Memory issues when storing as List of Strings vs List of List
Ben Finney
ben+python at benfinney.id.au
Tue Nov 30 15:19:32 EST 2010
OW Ghim Siong <owgs at bii.a-star.edu.sg> writes:
> I have a big file 1.5GB in size, with about 6 million lines of
> tab-delimited data. I have to perform some filtration on the data and
> keep the good data. After filtration, I have about 5.5 million data
> left remaining. As you might already guessed, I have to read them in
> batches and I did so using .readlines(100000000).

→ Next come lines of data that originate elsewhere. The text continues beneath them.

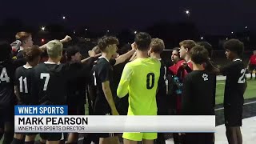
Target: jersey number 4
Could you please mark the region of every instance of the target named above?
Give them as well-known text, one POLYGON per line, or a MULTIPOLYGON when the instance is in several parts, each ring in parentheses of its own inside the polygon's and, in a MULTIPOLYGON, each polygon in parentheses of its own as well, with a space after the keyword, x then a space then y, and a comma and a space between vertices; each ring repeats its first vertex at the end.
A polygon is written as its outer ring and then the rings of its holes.
POLYGON ((241 74, 242 74, 242 76, 239 78, 238 83, 245 83, 246 82, 246 78, 245 78, 246 69, 242 69, 241 74))
POLYGON ((146 75, 146 89, 150 90, 154 86, 154 73, 149 73, 146 75), (151 80, 151 83, 150 83, 151 80))
POLYGON ((0 75, 0 83, 2 82, 6 81, 6 82, 10 82, 10 78, 8 77, 6 68, 3 67, 0 75))
POLYGON ((46 78, 45 84, 43 85, 43 90, 47 90, 47 86, 50 79, 50 74, 47 73, 41 73, 40 78, 43 79, 46 78))

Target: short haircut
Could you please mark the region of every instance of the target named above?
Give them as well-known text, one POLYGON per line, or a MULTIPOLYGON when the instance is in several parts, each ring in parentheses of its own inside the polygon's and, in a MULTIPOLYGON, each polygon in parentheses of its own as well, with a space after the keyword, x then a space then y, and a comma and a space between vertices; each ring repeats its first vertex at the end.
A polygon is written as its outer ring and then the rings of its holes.
POLYGON ((208 54, 209 54, 209 57, 211 57, 211 55, 213 54, 213 47, 209 42, 198 42, 198 45, 202 46, 205 49, 206 49, 207 51, 208 51, 208 54))
POLYGON ((50 41, 46 44, 47 53, 50 58, 56 58, 58 56, 62 56, 63 45, 58 40, 50 41))
POLYGON ((6 41, 0 42, 0 61, 5 61, 10 58, 11 54, 10 44, 6 41))
POLYGON ((28 47, 24 50, 24 58, 26 62, 33 62, 36 58, 41 55, 42 50, 38 46, 33 45, 31 47, 28 47))
POLYGON ((224 49, 229 50, 237 54, 239 57, 242 57, 244 51, 243 42, 238 39, 230 39, 224 43, 224 49))
POLYGON ((152 38, 150 48, 152 52, 161 54, 165 49, 165 43, 160 38, 152 38))
POLYGON ((22 32, 17 33, 15 35, 15 38, 17 40, 20 40, 22 42, 23 42, 30 36, 31 36, 30 33, 22 31, 22 32))
POLYGON ((184 40, 179 42, 180 46, 183 46, 185 49, 188 49, 189 51, 196 46, 196 43, 193 40, 184 40))
POLYGON ((174 47, 174 49, 173 49, 173 51, 178 51, 178 57, 179 57, 179 50, 181 50, 181 48, 179 48, 179 47, 174 47))
POLYGON ((98 41, 98 46, 102 51, 104 51, 108 46, 114 44, 118 45, 119 42, 117 38, 112 36, 104 36, 98 41))
POLYGON ((151 36, 147 33, 139 32, 136 34, 134 41, 138 50, 148 50, 151 43, 151 36))
POLYGON ((190 50, 191 61, 195 64, 202 64, 208 61, 208 51, 204 47, 197 45, 190 50))

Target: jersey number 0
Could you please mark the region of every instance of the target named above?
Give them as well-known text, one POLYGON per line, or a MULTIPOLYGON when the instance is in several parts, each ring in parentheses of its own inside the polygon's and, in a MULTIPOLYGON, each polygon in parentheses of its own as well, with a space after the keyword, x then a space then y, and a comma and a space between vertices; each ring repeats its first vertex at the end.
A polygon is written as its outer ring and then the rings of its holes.
POLYGON ((154 87, 154 74, 149 73, 146 75, 146 89, 150 90, 154 87), (151 81, 151 83, 150 83, 151 81))

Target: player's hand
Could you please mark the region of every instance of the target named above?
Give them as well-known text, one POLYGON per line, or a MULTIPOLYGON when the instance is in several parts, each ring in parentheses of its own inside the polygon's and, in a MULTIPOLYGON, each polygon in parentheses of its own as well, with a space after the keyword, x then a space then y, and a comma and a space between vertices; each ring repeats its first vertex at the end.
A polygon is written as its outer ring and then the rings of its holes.
POLYGON ((89 50, 88 54, 90 57, 95 57, 96 56, 96 53, 94 50, 89 50))
POLYGON ((131 49, 132 49, 132 50, 136 50, 136 48, 135 48, 135 42, 132 43, 130 46, 131 46, 131 49))
POLYGON ((183 62, 182 63, 182 67, 185 69, 186 66, 188 66, 188 64, 187 64, 186 62, 183 62))
POLYGON ((70 42, 71 40, 72 40, 72 38, 70 36, 69 36, 69 35, 66 35, 65 37, 65 38, 63 39, 63 42, 70 42))
POLYGON ((112 115, 119 115, 119 113, 117 110, 112 110, 112 115))

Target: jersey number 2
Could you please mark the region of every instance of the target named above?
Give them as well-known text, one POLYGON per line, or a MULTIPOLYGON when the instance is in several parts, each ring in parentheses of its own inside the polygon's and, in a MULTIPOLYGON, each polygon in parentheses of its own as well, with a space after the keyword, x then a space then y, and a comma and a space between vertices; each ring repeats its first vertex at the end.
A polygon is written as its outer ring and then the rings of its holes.
POLYGON ((246 78, 245 78, 246 69, 242 69, 241 74, 242 74, 242 76, 239 78, 238 83, 245 83, 246 82, 246 78))
POLYGON ((46 78, 45 84, 43 85, 43 90, 47 90, 47 86, 50 79, 50 74, 47 73, 41 73, 40 78, 43 79, 46 78))
POLYGON ((154 87, 154 74, 149 73, 146 75, 146 88, 148 90, 150 90, 154 87), (151 84, 150 84, 150 79, 151 79, 151 84))

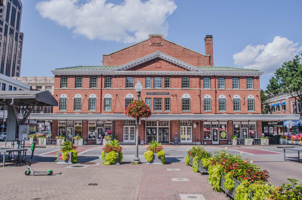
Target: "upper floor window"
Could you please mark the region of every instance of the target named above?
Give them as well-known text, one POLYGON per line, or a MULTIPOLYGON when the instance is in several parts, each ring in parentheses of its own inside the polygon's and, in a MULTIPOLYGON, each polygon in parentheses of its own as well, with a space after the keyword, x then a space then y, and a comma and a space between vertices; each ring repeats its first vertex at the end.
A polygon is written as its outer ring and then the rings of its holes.
POLYGON ((218 97, 218 106, 220 111, 225 111, 226 97, 223 95, 220 95, 218 97))
POLYGON ((76 88, 80 88, 82 87, 82 77, 76 77, 76 88))
POLYGON ((134 77, 126 77, 126 88, 133 88, 134 87, 134 77))
POLYGON ((165 77, 165 88, 170 88, 170 77, 165 77))
POLYGON ((233 78, 233 89, 239 89, 239 79, 238 78, 233 78))
POLYGON ((97 77, 91 77, 90 82, 90 88, 96 88, 98 81, 97 77))
POLYGON ((255 99, 254 96, 250 95, 247 96, 247 111, 255 111, 255 99))
POLYGON ((224 85, 224 78, 218 78, 218 89, 224 89, 225 87, 224 85))
POLYGON ((182 88, 190 88, 190 78, 189 77, 182 77, 182 88))
POLYGON ((151 77, 146 77, 146 88, 151 88, 151 77))
POLYGON ((254 89, 254 84, 253 82, 253 78, 246 78, 246 88, 247 89, 254 89))
POLYGON ((61 88, 67 88, 67 82, 68 80, 67 77, 61 77, 61 88))
POLYGON ((210 78, 204 78, 204 89, 210 89, 211 88, 211 79, 210 78))
POLYGON ((154 77, 154 88, 162 88, 162 77, 154 77))
POLYGON ((105 88, 110 88, 111 87, 112 84, 112 77, 105 77, 105 88))

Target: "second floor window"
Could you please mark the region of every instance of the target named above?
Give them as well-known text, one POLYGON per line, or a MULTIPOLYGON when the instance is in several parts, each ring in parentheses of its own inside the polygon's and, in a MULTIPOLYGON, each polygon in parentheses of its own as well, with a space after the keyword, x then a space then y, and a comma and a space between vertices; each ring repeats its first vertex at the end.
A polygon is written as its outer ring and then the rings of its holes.
POLYGON ((239 89, 239 79, 238 78, 233 78, 233 89, 239 89))
POLYGON ((204 78, 204 89, 210 89, 211 88, 210 79, 209 78, 204 78))
POLYGON ((111 88, 112 83, 112 77, 105 77, 105 88, 111 88))
POLYGON ((225 88, 224 85, 224 78, 218 78, 218 89, 224 89, 225 88))
POLYGON ((126 88, 133 88, 134 87, 134 77, 126 77, 126 88))
POLYGON ((234 111, 240 111, 240 99, 234 98, 233 99, 233 107, 234 111))
POLYGON ((96 88, 97 80, 98 77, 90 77, 90 88, 96 88))
POLYGON ((154 77, 154 88, 162 88, 162 77, 154 77))
POLYGON ((111 110, 111 98, 105 98, 104 99, 104 110, 111 110))
POLYGON ((67 107, 67 98, 60 98, 60 110, 66 110, 67 107))
POLYGON ((75 110, 80 111, 82 104, 81 98, 75 98, 75 110))
POLYGON ((254 89, 253 78, 246 78, 246 88, 247 89, 254 89))
POLYGON ((61 88, 67 88, 67 82, 68 80, 68 78, 67 78, 67 77, 61 77, 61 88))
POLYGON ((96 99, 95 98, 89 98, 89 110, 96 110, 96 99))
POLYGON ((76 88, 80 88, 82 87, 82 77, 76 77, 76 88))

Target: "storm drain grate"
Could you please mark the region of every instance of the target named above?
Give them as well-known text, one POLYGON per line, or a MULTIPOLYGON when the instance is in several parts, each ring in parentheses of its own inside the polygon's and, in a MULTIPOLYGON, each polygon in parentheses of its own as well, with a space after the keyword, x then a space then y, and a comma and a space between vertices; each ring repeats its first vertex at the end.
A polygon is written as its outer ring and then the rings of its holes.
POLYGON ((82 166, 81 165, 75 165, 75 166, 72 166, 72 167, 83 167, 83 166, 82 166))

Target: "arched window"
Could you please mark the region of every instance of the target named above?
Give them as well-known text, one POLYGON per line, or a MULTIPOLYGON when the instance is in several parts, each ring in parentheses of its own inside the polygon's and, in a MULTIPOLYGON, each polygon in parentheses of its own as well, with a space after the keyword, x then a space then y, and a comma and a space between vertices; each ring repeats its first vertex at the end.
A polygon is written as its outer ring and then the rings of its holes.
POLYGON ((96 110, 96 95, 92 94, 89 95, 89 105, 88 107, 90 111, 96 110))
POLYGON ((190 111, 190 95, 188 94, 184 94, 182 96, 182 108, 183 111, 190 111))
POLYGON ((59 110, 66 110, 67 109, 67 95, 62 94, 60 96, 59 110))
POLYGON ((204 96, 204 110, 205 111, 210 111, 211 96, 210 95, 206 95, 204 96))
POLYGON ((223 95, 220 95, 218 97, 218 106, 220 111, 225 111, 226 96, 223 95))
POLYGON ((104 110, 111 110, 111 99, 112 96, 110 94, 106 94, 104 96, 104 110))
POLYGON ((233 107, 234 111, 240 111, 240 96, 238 95, 233 96, 233 107))
POLYGON ((255 98, 252 95, 247 96, 247 111, 255 111, 255 98))

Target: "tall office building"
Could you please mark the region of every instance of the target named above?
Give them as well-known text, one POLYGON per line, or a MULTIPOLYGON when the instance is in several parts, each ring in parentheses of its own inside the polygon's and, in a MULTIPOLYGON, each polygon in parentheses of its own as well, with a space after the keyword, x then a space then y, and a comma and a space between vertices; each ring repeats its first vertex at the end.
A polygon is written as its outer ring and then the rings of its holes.
POLYGON ((0 73, 19 76, 23 33, 20 32, 20 0, 0 0, 0 73))

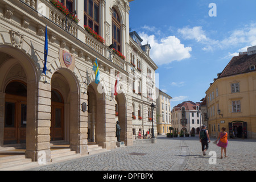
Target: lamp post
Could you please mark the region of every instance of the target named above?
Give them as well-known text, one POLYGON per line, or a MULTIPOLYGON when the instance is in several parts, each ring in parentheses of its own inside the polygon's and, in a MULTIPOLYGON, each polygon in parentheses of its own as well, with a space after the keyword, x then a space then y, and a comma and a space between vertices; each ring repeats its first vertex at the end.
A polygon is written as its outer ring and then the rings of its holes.
POLYGON ((151 143, 155 143, 156 142, 156 138, 155 137, 155 134, 154 133, 154 117, 153 117, 154 109, 155 109, 155 105, 154 104, 154 103, 152 103, 152 104, 150 105, 150 107, 151 107, 151 111, 152 111, 152 137, 151 137, 151 143))
POLYGON ((220 114, 220 113, 221 113, 221 110, 220 109, 218 109, 218 115, 221 115, 221 117, 223 117, 223 114, 220 114))

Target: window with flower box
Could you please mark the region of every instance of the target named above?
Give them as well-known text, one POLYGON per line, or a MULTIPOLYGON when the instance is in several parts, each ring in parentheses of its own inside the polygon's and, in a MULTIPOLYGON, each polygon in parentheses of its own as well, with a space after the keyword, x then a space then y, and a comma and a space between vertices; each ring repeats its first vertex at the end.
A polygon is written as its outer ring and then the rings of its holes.
POLYGON ((100 33, 100 0, 84 0, 84 24, 100 33))
POLYGON ((117 10, 112 8, 112 44, 114 48, 122 53, 121 41, 121 20, 117 10))
POLYGON ((75 6, 73 5, 74 1, 74 0, 61 0, 61 3, 67 7, 69 12, 73 12, 74 10, 73 7, 75 6))

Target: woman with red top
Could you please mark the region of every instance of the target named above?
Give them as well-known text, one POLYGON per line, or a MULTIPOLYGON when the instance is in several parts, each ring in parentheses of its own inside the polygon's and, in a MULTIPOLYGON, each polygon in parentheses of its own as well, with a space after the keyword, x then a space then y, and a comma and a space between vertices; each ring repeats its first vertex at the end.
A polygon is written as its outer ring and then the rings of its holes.
POLYGON ((225 157, 226 158, 226 147, 228 147, 228 144, 229 143, 228 140, 228 133, 225 131, 226 130, 226 128, 222 127, 221 129, 221 132, 220 132, 218 134, 218 138, 217 139, 217 141, 219 138, 220 141, 217 144, 217 146, 221 148, 221 159, 223 158, 223 151, 224 151, 225 157))

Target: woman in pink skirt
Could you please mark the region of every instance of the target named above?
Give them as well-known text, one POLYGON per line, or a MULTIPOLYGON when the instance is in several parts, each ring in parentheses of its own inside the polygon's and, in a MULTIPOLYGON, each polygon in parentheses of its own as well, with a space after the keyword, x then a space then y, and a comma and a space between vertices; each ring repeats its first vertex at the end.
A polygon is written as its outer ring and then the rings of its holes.
POLYGON ((223 158, 223 151, 224 151, 225 157, 226 158, 226 147, 228 146, 228 144, 229 143, 228 140, 228 133, 225 131, 226 130, 226 128, 222 127, 221 129, 221 132, 220 132, 218 134, 218 138, 217 139, 217 141, 219 138, 220 141, 217 144, 217 146, 221 148, 221 159, 223 158))

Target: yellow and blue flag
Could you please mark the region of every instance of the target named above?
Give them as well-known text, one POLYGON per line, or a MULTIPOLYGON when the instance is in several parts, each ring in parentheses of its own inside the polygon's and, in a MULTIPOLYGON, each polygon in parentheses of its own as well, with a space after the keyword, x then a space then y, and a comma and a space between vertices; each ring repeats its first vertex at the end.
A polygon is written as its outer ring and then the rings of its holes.
POLYGON ((96 84, 98 84, 100 82, 100 70, 98 69, 98 62, 97 61, 97 58, 96 60, 95 61, 93 70, 95 72, 95 83, 96 84))
POLYGON ((43 73, 46 75, 46 71, 47 71, 47 67, 46 64, 47 63, 47 56, 48 56, 48 35, 47 35, 47 26, 46 26, 46 36, 44 40, 44 68, 43 69, 43 73))

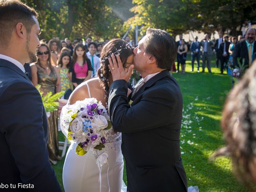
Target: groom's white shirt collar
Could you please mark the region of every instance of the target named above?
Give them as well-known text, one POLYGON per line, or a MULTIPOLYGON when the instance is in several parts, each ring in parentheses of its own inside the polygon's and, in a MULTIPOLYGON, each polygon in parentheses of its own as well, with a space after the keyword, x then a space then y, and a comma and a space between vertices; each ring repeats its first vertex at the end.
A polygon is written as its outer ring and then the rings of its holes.
POLYGON ((24 68, 24 66, 23 66, 23 65, 21 63, 20 63, 16 59, 14 59, 13 58, 12 58, 11 57, 8 57, 8 56, 6 56, 6 55, 3 55, 2 54, 0 54, 0 59, 4 59, 4 60, 6 60, 8 61, 10 61, 10 62, 13 63, 14 65, 16 65, 18 67, 20 68, 20 70, 24 73, 26 72, 26 71, 25 71, 25 68, 24 68))
POLYGON ((147 75, 144 79, 144 82, 146 83, 147 81, 148 81, 148 80, 150 79, 154 76, 157 75, 160 72, 158 72, 157 73, 153 73, 153 74, 149 74, 149 75, 147 75))

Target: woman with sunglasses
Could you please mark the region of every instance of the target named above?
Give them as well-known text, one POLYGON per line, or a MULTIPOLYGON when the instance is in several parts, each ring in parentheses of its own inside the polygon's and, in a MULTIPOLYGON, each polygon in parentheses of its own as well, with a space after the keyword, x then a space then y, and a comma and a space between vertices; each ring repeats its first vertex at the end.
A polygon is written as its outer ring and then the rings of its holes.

Why do you need to handle the batching in your code? Perhaps you're not
aware that a file object is already an iterator for the lines of text in
the file.
> After reading each batch, I will split the line (in string format) to
> a list using .split("\t") and then check several conditions, after
> which if all conditions are satisfied, I will store the list into a
> matrix.
As I understand it, you don't need a line after moving to the next. So
there's no need to maintain a manual buffer of lines at all; please
explain if there is something additional requiring a huge buffer of
input lines.
> The code is as follows:
> -----Start------
> a=open("bigfile")
> matrix=[]
> while True:
> lines = a.readlines(100000000)
> for line in lines:
> data=line.split("\t")
> if several_conditions_are_satisfied:
> matrix.append(data)
> print "Number of lines read:", len(lines), "matrix.__sizeof__:",
> matrix.__sizeof__()
> if len(lines)==0:
> break
> -----End-----
Using the file's native line iterator::
infile = open("bigfile")
matrix = []
for line in infile:
record = line.split("\t")
if several_conditions_are_satisfied:
matrix.append(record)
> Results:
> Number of lines read: 461544 matrix.__sizeof__: 1694768
> Number of lines read: 449840 matrix.__sizeof__: 3435984
> Number of lines read: 455690 matrix.__sizeof__: 5503904
> Number of lines read: 451955 matrix.__sizeof__: 6965928
> Number of lines read: 452645 matrix.__sizeof__: 8816304
> Number of lines read: 448555 matrix.__sizeof__: 9918368
>
> Traceback (most recent call last):
> MemoryError
If you still get a MemoryError, you can use the ‘pdb’ module
<URL:http://docs.python.org/library/pdb.html> to debug it interactively.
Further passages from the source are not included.